The teacher has other roles as well. For example, he can be a live dictionary for the students. He can simply give the meaning of a word that is unknown for them, or try to interpret it in the language they study. The second one is more useful, because the students first gave a picture about it, and then the actual word. It needs more thinking, and makes easier for the students to remember that word later. Another role for him is the correction. It has many ways. Oral mistakes are less corrected than written ones. Perhaps because during the class more talking took place than writing, and also because talking is more quickly, and there would be no time to correct everything. Written mistakes can be corrected , for instance, by giving simply the right answers. A better way is to mark the words, or phrases that are wrong with different kinds of signs, and ask the students to find out the right answers. Even students can correct each other. The students should participate in as active as they can. They should feel free to ask questions any time they do not understand anything, or they do not agree with that has been said. For example, they can give advices about the plan for the next time, and it can be a cooperative work. This is very important to have this active cooperation between teacher and students, to be together instead of in complete isolation within the class. Successful work is only possible, if both parts can give and receive.

Another important task is about communication. People can communicate most easily with those who have most in common. So the teacher should make an effort to know about his students as much as possible, and also vica versa. Otherwise, the interaction will not work. This is best shown by the following: a new teacher arrives to a school perhaps from abroad, from a different culture, but we do not need to go so far, and he starts teaching, but after a while he would be a bit confused, because the students cannot understand his way of teaching language. It is similar to that, if they spoke different languages. From the point of view of the teacher, the class should not be seen as a mass of students, as something homogeneous, which reacts always the same way. Rather he should take into consideration that the class is consisted of individuals. Each of them have different attitudes towards him. There are students who like speaking and who do not; or it can happen that half of the class is interested in the game that the teacher offered, but still there are students who would like to do something else. This is very difficult to do everything right, to make everybody satisfied.

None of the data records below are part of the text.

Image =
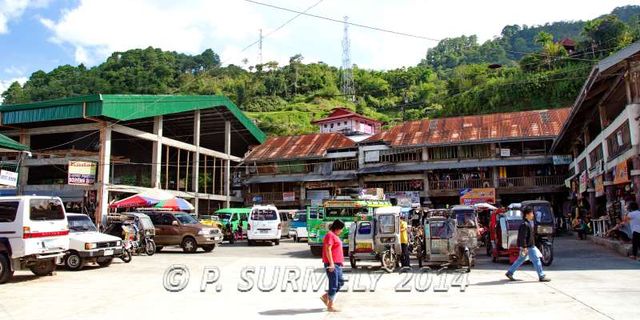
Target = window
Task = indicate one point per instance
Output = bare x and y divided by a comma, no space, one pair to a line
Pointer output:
8,211
46,209
80,224
619,141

The interaction between students needs also a kind of giving and receiving, as well as a cooperative work. If the students really want to achieve success in the class, it is easy to do, but if they are uninterested in what their classmates have said, or they do not bear a part in the work, it is very hard. Students should be active, but they should notice the right moment for speaking, and for being in silence, and perhaps for giving the opportunity of speaking to somebody else. The teacher has a serious role here. He is the one who can always pass the ball to those who wait for being asked. Students should know each other also, because if one is alone, and knows nobody in the class, he can have the feeling of expulsion; and it would hold him up to say anything in class. Furthermore, listening to each other is very useful from the point of view of learning. Students can learn much from each other. They can improve their pronounciation, extend their vocabulary, and so on. Nevertheless, when "...teaching is undertaken...learning can occur. Hence the success of any lesson can best be judged in terms of the learning, that results from it, in terms of the learners' reactions to the teacher's action."[2]